Often, when you can’t find records for a person, it can pay to take a step
back and sort of zoom out from concentrating on the one we can’t find.
By this I am suggesting that you take a look at that person’s siblings, if they
have any of course, and identify where theses other children of the parents of your difficult forebear were born. Once you have done this, you may be able to then trace the parents back.
It is worth looking at the census records for the streets around where your ancestor lived as sometimes families occupied houses quite near to each other. Sometimes they can even be living in the same road. Maybe clues can be had from investigating these parallel lines to your direct branch in the family tree.
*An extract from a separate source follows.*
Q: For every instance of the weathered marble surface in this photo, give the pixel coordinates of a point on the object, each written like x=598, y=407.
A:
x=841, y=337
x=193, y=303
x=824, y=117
It could be that you will need to go and search the Parish Registers in the County Record Office, for where your ancestor came from, to see if there are any leads to be had by looking at the microfilmed copies of the parish church records.
I have found that many of my ancestors were simply called John Thorn, which is pretty common in Devon!
I was in luck getting back one generation because my 3 x great-grandfather at least had a middle name of Branton. On doing some delving I found out that this was in fact his mother’s maiden name so I could find his parent’s marriage.
But John Branton Thorn’s father was simply called John Thorn (with no middle name) and he married Sarah Branton in a city centre church in Plymouth. The records that I have seen of the Parish register do not say that he was “of that parish” and indeed omit to say from which parish he was from at all!
I have had to put him on the back burner and concentrate on other lines in my tree, until I can find the time to go to Plymouth and check the primary source of-line records in the Record Office, such as the Bishop’s Transcripts etc.
Good luck in your research into ancestors with common names.